├── CAIS #CAIS datasets
│ ├── dataLoder #Different forms of CAIS datasets loading method
│ │ ├── GlobalPointerDataloder.py
│ │ ├── mergeCAISDataloder.py
│ │ └── sourceDataloder.py
│ ├── GlobalPointerCAIS #The location of the original datasets entity to represent
│ │ ├── dev.json
│ │ ├── test.json
│ │ └── train.json
│ ├── mergeCAIS #Fill in the intention of the original datasets with the slot and merge
│ │ ├── dev.txt
│ │ ├── test.txt
│ │ └── train.txt
│ ├── source #original datasets
│ │ ├── test
│ │ │ ├── ch.test
│ │ │ └── ch.test.intent
│ │ ├── train
│ │ │ ├── ch.train
│ │ │ └── ch.train.intent
│ │ └── valid
│ │ ├── ch.valid
│ │ └── ch.valid.intent
│ └── SourceToGlobalPointer.py #datasets conversion program
├── README.md
└── SMP
├── GlobalPointer
│ ├── GlobalPointerSMP2019 #The location of the original datasets entity to represent
│ │ ├── dev.json
│ │ ├── test.json
│ │ └── train.json
│ └── GlobalPointerSMP2020
│ ├── dev.json
│ ├── test.json
│ └── train.json
├── GlobalPointerToMerge.py #datasets conversion program
├── merge #Fill in the intention of the original datasets with the slot and merge
│ ├── 2019mergeSMP
│ │ ├── dev.txt
│ │ ├── test.txt
│ │ └── train.txt
│ └── 2020mergeSMP
│ ├── dev.txt
│ ├── test.txt
│ └── train.txt
├── source #original datasets
│ ├── 2019train.json
│ └── 2020train.json
└── sourceToGlobalPointer.py #datasets conversion program
CAIS Origin from the paper CM-Net: A Novel Collaborative Memory Network for Spoken Language Understanding,CAIS dataset includes 7,995 training, 994 validation and 1024 test utterances.Original data can be downloaded from Github
model | Slot(F1) | Intent(Acc) | Overall(Acc) |
---|---|---|---|
Slot-Gated | 82.21 | 93.87 | 80.43 |
SF-ID Network | 86.34 | 94.66 | 84.09 |
CM-Net | 86.16 | 94.56 | - |
Stack-Propagation | 87.65 | 94.57 | 84.68 |
Multi-Level Word Adapter | 88.57 | 94.66 | 85.47 |
SMP comes from8th National Social Media Processing Conference (SMP 2019)和Ninth National Social Media Processing Conference (SMP 2020))Evaluate Chinese Dialogue Technology (ECDT) task.Because the competition has ended, it is divided into the training datasets。According to the number of intentions, the original training set is divided into a training set at the ratio of 8: 1: 1, and the verification set and test set。SMP2019 dataset includes 2,053 training, 256 validation and 270 test utterances.SMP2020 dataset includes 4,011 training, 493 validation and 520 test utterances.

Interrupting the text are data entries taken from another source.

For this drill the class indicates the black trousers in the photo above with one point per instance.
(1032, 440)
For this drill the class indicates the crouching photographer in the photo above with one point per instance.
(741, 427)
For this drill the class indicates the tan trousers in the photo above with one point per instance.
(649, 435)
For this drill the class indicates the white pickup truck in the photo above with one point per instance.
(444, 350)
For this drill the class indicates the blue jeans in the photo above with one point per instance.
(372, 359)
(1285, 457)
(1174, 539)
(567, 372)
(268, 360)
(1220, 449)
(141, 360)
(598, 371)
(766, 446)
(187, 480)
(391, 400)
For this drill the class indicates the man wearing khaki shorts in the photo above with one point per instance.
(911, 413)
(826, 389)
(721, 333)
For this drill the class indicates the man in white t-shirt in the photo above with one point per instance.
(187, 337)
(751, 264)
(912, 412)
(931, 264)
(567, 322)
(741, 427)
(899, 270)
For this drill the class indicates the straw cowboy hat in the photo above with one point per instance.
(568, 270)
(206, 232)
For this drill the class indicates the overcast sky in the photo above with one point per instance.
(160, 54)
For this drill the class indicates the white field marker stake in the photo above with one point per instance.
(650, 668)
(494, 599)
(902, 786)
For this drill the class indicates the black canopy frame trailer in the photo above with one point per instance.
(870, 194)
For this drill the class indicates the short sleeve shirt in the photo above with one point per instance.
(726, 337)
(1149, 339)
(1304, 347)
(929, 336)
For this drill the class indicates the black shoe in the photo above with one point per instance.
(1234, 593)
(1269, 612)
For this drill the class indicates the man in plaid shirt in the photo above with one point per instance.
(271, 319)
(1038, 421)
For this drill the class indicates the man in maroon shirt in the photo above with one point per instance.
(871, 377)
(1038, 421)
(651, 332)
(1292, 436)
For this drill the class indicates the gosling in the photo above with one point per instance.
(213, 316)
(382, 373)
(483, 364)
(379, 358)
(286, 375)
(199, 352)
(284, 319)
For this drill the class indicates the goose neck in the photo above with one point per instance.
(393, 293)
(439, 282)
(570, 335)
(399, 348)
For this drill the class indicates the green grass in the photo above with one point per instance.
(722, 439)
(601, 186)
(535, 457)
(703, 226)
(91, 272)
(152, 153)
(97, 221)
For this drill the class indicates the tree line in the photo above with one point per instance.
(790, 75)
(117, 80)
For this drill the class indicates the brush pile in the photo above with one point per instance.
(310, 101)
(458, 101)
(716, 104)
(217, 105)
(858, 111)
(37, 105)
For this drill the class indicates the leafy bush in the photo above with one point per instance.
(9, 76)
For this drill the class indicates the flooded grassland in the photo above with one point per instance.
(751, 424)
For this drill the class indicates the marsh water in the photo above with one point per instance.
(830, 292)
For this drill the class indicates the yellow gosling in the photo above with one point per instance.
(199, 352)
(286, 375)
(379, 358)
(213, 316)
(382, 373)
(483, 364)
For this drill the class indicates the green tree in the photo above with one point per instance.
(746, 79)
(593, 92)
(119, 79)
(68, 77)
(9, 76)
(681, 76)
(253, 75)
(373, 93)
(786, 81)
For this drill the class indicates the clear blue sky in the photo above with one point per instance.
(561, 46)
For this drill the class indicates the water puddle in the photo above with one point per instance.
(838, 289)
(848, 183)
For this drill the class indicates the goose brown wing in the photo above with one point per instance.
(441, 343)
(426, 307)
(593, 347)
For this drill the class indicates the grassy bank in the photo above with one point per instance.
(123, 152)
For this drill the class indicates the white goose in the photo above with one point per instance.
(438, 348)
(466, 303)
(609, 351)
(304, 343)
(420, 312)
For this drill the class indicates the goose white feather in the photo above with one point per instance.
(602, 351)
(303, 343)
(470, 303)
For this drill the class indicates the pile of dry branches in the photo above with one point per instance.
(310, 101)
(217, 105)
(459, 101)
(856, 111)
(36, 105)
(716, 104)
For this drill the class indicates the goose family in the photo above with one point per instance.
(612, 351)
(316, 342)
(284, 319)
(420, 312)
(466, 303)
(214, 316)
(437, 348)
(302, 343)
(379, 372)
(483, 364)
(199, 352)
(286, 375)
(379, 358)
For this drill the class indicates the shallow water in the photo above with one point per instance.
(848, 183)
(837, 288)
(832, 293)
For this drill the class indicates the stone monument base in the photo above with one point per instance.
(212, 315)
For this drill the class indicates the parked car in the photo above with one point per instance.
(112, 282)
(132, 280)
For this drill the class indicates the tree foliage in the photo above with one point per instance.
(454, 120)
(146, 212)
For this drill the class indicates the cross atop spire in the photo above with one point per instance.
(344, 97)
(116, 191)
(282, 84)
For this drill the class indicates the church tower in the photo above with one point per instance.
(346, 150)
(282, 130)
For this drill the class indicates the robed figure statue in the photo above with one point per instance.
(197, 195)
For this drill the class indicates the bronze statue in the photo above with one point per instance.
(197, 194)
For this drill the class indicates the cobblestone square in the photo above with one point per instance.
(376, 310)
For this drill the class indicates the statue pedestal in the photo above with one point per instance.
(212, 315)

model | Slot(F1) | Intent(Acc) | Overall(Acc) |
---|---|---|---|
Slot-Gated | 62.94 | 91.11 | 57.03 |
SF-ID Network | 71.59 | 94.07 | 63.33 |
CM-Net | - | - | - |
Stack-Propagation | 78.91 | 94.44 | 72.59 |
Multi-Level Word Adapter | 73.60 | 93.70 | 70.00 |
model | Slot(F1) | Intent(Acc) | Overall(Acc) |
---|---|---|---|
Slot-Gated | 70.45 | 91.15 | 65.65 |
SF-ID Network | 78.47 | 92.69 | 71.34 |
CM-Net | - | - | - |
Stack-Propagation | 82.50 | 94.03 | 76.15 |
Multi-Level Word Adapter | 84.32 | 96.34 | 80.76 |
The detailed code of our paper will be uploaded soon.